Our first guest blogger is someone I have had the privilege of working with for 8 years at Saint Joseph’s. Esther and I met in my third summer of the PACE program at the University of Portland, which was her first summer of the same program. Her second year of teaching she moved to our school, where I was her super nervous and probably not that helpful mentor. I also take credit, although I shouldn’t, for Esther and her husband getting together. That first summer I put them together to team teach commas in my summer school class, and now they are happily married and have a beautiful daughter.
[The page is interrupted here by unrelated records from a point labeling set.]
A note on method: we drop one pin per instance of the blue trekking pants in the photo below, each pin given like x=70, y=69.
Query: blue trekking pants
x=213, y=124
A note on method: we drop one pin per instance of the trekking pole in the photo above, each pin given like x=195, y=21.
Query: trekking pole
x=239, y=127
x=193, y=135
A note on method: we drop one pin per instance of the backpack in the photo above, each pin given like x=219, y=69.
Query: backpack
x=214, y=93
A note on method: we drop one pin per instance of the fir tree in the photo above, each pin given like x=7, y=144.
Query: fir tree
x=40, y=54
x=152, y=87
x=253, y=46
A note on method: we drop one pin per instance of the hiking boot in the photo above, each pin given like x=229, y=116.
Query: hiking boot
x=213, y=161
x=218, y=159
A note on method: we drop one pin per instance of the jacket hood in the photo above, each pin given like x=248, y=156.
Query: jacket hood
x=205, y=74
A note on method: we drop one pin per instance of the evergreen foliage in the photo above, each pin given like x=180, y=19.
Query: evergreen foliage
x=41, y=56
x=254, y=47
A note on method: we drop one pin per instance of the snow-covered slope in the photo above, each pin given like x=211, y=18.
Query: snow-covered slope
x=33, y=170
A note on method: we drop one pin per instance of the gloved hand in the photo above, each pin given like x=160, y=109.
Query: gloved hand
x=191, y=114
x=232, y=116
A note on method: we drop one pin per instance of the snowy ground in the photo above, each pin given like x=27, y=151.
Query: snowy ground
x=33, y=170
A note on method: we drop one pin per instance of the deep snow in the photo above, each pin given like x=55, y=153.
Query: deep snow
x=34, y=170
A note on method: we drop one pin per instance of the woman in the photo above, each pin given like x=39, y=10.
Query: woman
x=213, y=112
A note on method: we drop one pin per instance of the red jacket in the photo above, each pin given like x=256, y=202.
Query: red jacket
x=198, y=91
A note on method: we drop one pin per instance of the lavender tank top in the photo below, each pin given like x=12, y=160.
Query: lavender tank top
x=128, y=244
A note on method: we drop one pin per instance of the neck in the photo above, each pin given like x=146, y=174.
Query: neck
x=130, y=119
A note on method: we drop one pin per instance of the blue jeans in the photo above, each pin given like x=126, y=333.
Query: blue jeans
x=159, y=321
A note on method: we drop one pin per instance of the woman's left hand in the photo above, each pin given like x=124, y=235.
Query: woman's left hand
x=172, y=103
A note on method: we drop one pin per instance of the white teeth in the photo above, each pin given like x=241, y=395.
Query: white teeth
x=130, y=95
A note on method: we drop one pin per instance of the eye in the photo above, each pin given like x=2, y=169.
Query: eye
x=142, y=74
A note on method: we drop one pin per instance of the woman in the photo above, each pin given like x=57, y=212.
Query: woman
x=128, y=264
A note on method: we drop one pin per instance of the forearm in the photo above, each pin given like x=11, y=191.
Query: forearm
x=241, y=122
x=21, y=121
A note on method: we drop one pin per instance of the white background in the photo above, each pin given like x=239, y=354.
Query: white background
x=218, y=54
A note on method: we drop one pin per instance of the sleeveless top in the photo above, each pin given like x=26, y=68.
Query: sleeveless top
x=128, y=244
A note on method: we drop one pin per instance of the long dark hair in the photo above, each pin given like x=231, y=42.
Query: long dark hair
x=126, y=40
Since those early days of teaching, Esther has become a close friend and a role model to me of compassionate teaching and leadership. Here is why she loves teaching in a Catholic school in her own words:

I was first drawn to Catholic education because of the excellence in education. I found the more I worked in Catholic education, the two things I most appreciated were the ability to share my faith and the supportive community. I grew up in the Catholic faith, but I didn’t become really active in my faith until graduate school. At first I was very hesitant to pray or talk about my faith or God with the students. My thoughts would be, “Where does God fit in with math? We don’t have time for this.” As I grew in my faith, I felt God calling me more and more to share my faith. Doing so has so deeply enriched my life and the classroom environment. Each day I am also so thankful for the supportive community that will always be there to lift me up in prayer. 

Esther Seidl hails from Lexington, Kentucky. She attended undergrad at Clemson University and earned her Masters of Arts in Teaching from the University of Portland. This is her ninth year teaching middle school; she has taught mostly math but also religion, science, and history.